My role as a technical tester at Bungie has me in charge of testing network-intensive content from a technically-minded standpoint. My daily tasks involve assisting the design and content creation team by debugging issues through proprietary design tools, map editors, encounter implementation software, and scripting languages in order to ensure critical bug fixes are pushed through to our branch integration system and regressed in a time-sensitive manner.
TA2
343 Industries
July 2011 - July 2012
At 343 Industries, I was utilized as tools tester and content test lead. Along with creating and running the test plans, test cases, documentation, and reporting of daily content and tools BVT reports for my team of eight, I also worked closely with the encounter design team to build their test scenarios. Via conferencing with the combat design team to understand their design methodologies and newly-implemented features, I was tasked with creating dynamic, content-side test maps that would effectively yet concisely test all issues that could possibly block encounter designers.
Tools Test Lead
Zipper Interactive
November 2008 - July 2011
Over my three-year stay at Zipper, I learned the basic operations of a video game development cycle while greatly contributing to two online-oriented first and third-person shooters, MAG and Socom 4. I rose through the ranks from being a black box BVT tester, to owning my own areas and test passes, to maintaining all test plans and developer relations for the team as a BVT lead. This ultimately led to a junior designer position in charge of testing all proprietary tools, map creation software, compilers, depots, and fixing minor content bugs.
Quality Assurance
ArenaNet
January 2010 - March 2010
I was hired on at ArenaNet for a 3 month contract to continue my education of the video game development process in-between contracts at Zipper Interactive.
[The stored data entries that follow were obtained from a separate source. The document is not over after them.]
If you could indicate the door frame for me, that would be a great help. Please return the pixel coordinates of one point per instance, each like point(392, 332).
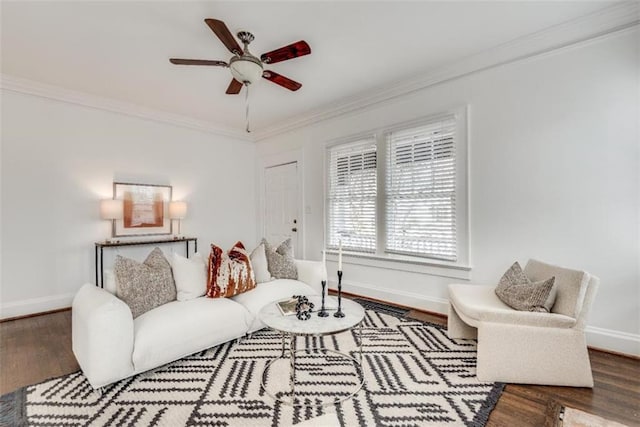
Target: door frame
point(293, 156)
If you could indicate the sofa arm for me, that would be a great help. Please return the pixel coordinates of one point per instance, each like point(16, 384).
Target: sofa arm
point(312, 273)
point(102, 333)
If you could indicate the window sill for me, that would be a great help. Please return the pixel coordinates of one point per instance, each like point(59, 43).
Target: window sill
point(404, 263)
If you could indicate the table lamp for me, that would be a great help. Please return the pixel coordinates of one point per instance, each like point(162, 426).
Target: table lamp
point(111, 209)
point(178, 210)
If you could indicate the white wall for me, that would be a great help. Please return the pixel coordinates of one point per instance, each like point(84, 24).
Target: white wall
point(554, 174)
point(59, 160)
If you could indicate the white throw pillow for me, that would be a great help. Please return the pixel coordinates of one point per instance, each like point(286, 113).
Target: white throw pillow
point(190, 275)
point(259, 264)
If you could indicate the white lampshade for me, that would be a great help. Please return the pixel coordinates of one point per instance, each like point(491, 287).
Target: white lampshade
point(111, 209)
point(245, 71)
point(177, 210)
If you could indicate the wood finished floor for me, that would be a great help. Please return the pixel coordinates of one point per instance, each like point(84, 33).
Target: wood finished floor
point(37, 348)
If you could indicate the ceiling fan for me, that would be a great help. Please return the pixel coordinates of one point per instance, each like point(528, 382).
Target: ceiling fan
point(245, 67)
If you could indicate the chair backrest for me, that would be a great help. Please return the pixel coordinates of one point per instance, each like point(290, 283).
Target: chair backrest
point(572, 286)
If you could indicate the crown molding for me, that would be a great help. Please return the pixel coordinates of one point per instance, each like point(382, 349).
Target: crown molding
point(612, 20)
point(30, 87)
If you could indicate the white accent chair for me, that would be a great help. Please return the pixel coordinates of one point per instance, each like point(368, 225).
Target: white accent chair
point(527, 347)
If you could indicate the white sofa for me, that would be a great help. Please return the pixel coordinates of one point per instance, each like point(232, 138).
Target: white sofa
point(111, 345)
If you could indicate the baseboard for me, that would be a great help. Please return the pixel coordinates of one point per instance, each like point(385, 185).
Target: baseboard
point(598, 338)
point(615, 341)
point(35, 305)
point(406, 299)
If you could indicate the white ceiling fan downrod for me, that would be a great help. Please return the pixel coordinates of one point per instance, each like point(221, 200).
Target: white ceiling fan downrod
point(246, 101)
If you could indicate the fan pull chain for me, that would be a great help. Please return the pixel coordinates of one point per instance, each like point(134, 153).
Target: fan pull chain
point(246, 101)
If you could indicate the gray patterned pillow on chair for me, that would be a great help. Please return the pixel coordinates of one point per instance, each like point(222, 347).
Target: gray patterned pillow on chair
point(280, 260)
point(518, 292)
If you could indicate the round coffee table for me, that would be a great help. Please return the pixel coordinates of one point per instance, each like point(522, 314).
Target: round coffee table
point(290, 326)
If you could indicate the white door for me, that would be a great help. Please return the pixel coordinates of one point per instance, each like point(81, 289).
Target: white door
point(281, 204)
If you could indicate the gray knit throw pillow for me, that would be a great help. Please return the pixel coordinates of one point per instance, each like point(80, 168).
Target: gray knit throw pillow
point(280, 261)
point(144, 286)
point(517, 291)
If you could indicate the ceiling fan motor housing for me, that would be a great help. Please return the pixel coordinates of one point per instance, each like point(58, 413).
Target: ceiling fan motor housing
point(246, 69)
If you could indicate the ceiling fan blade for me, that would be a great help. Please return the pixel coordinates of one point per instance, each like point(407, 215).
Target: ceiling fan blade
point(225, 36)
point(281, 80)
point(291, 51)
point(179, 61)
point(234, 87)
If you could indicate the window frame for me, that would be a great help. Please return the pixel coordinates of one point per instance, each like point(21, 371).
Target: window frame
point(416, 263)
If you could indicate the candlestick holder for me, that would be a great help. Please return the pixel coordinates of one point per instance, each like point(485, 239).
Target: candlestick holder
point(339, 313)
point(323, 312)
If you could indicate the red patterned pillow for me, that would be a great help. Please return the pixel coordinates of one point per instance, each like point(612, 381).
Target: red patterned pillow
point(229, 273)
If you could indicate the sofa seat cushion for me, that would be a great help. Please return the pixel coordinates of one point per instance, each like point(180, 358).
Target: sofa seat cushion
point(265, 293)
point(180, 328)
point(481, 304)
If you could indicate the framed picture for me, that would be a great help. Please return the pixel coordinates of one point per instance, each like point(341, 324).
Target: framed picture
point(145, 209)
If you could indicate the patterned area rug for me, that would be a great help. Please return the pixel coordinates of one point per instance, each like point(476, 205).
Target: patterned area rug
point(415, 376)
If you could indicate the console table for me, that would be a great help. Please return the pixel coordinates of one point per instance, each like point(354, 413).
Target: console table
point(100, 246)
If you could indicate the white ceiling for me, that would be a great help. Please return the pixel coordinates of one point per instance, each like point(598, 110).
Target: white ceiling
point(120, 49)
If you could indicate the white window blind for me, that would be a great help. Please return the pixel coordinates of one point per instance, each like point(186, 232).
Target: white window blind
point(352, 196)
point(421, 191)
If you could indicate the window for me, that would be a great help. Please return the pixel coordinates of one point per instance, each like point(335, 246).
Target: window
point(402, 192)
point(421, 191)
point(352, 196)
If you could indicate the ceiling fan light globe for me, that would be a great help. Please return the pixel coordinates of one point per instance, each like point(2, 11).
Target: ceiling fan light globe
point(245, 71)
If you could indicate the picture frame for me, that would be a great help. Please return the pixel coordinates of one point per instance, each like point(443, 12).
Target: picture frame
point(145, 209)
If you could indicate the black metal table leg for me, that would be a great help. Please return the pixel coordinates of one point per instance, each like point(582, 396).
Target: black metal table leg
point(96, 266)
point(101, 268)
At ArenaNet, my responsibilities included attending meetings to learn about patches and changes to the live and running Guild Wars universe, effectively communicating those changes to the public as a game moderator, and testing those changes to ensure gameplay was optimal for automated monthly tournaments.
Game Tester
Volt Game Testing (VMC)
February 2008 - October 2008
In my contract position with VMC, I was responsible for executing prewritten manual test cases for video game software. My ability to find abnormalities in both prewritten and ad hock test cases as well as my attention to detail in bug reports was quickly noticed by my supervisors, resulting in more responsibilities as a team lead on Xbox 360 and Zune projects.